For most of us, “blue laws” are those antiquated things that let us know what counties to avoid stopping over in on a weekend road trip, but if you live in Bergen County, New Jersey, you’re probably used to the malls not being open on Sunday. Yeah, in most of Bergen you can get some booze on a Sunday but you can’t get any pants, which sounds like a really dangerous combination. At its best, it’s kind of like Adbusters Buy Nothing Day, except it happens once a week instead of once a year. We assume that residents are usually like BFD and just go buy their pants on Saturday, but it was rather inconvenient for them last weekend when a storm tore through and flooded everyone’s basements and they apparently couldn’t hit up Home Depot or whatever for sump pumps until Monday rolled around. Soggy carpeting is soggy!
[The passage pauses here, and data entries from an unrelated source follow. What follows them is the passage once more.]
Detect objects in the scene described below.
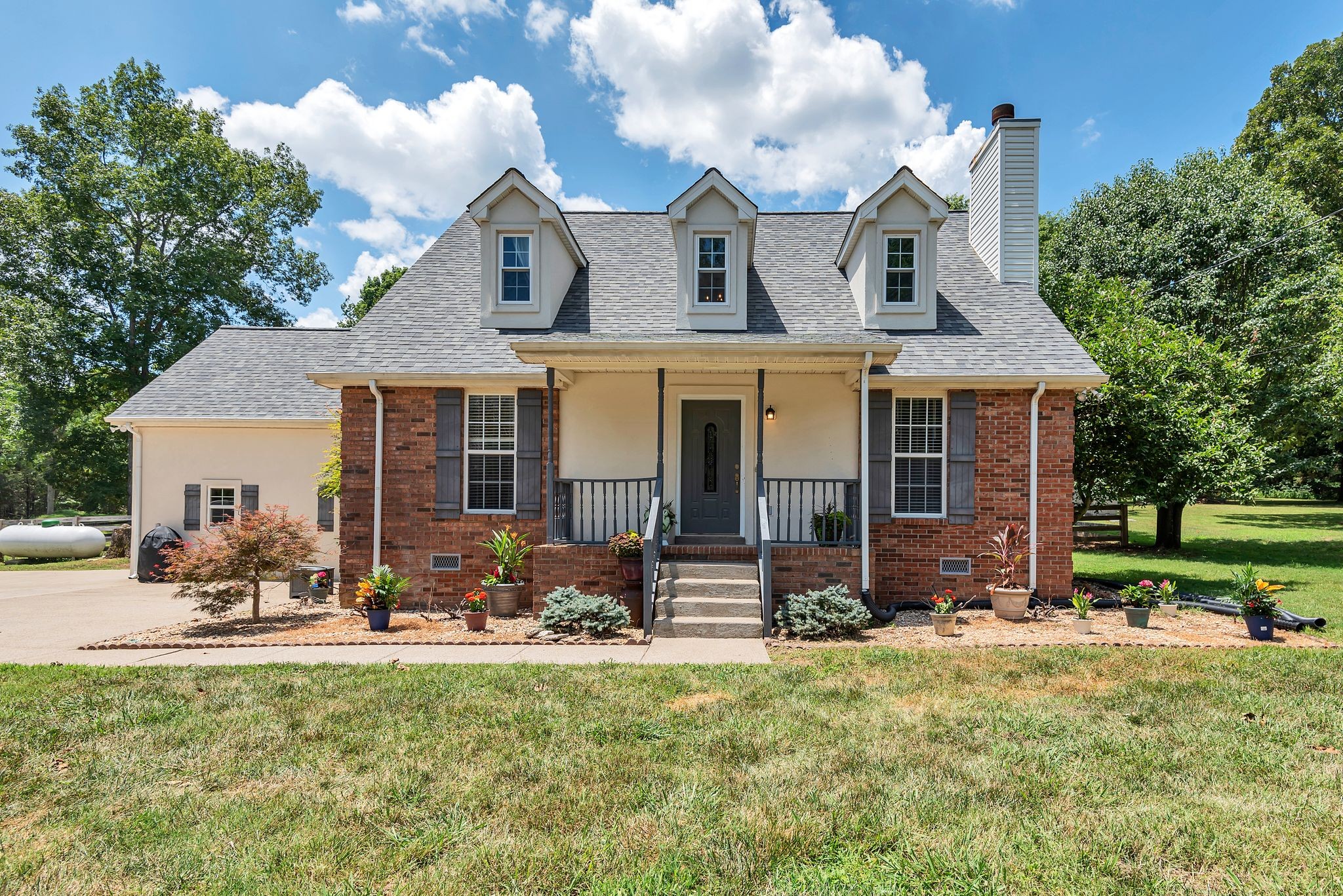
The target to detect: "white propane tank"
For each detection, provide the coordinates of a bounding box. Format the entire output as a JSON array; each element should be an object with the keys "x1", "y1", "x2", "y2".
[{"x1": 0, "y1": 525, "x2": 108, "y2": 560}]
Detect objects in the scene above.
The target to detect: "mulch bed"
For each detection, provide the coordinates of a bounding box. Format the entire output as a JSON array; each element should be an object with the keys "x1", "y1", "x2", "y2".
[{"x1": 81, "y1": 602, "x2": 647, "y2": 650}]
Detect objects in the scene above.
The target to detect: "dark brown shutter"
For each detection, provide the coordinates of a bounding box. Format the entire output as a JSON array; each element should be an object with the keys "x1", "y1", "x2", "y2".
[
  {"x1": 317, "y1": 494, "x2": 336, "y2": 532},
  {"x1": 434, "y1": 388, "x2": 462, "y2": 520},
  {"x1": 947, "y1": 392, "x2": 975, "y2": 522},
  {"x1": 868, "y1": 389, "x2": 891, "y2": 522},
  {"x1": 181, "y1": 482, "x2": 200, "y2": 532},
  {"x1": 513, "y1": 388, "x2": 545, "y2": 520}
]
However, Bergen County’s blue law may be falling victim not to necessity but instead to a need to rake in the almighty tax dollar:
The Sunday shopping ban in New Jersey’s largest county — among the nation’s last remaining blue laws — may be lifted to satisfy the state’s hunger for more sales tax revenue. The budget proposed last week by new Republican Gov. Chris Christie assumes $65 million in new sales tax revenue by jettisoning the law starting July 1.
Some officials believe dropping Bergen County’s blue law would allow it to pick up Sunday customers from the nation’s largest metropolitan area; Manhattan is just a 20-minute cab ride away.
John Holub, president of the New Jersey Retail Merchants Association, said lifting the ban makes economic sense. He said adding a day of shopping in Bergen County would generate 3,200 jobs and more than $1.1 billion in net new retail sales a year. A portion of those sales would be from people who would have shopped online when retailers in their home county are closed.
NYC’ers — are you really dying to wake up on Sunday morning, stretch your legs, have a heaping pile of hazelnut waffles at Balthazar and head out to Paramus to hit the mall? New Jersey’s gov thinks you are, and that there are a ton of NY and NJ residents waiting for him to open the floodgates so they can come into Bergen to do their patriotic duty and consume. However, his opposition thinks the entirety of Bergen County – roads, police, fire – will come to a screeching halt if they allow for seven days of commerce. We suppose the other interesting bedfellows on the opposition side would include environmentalists and, per Holub’s quote, perhaps Amazon.com and other internet behemoths.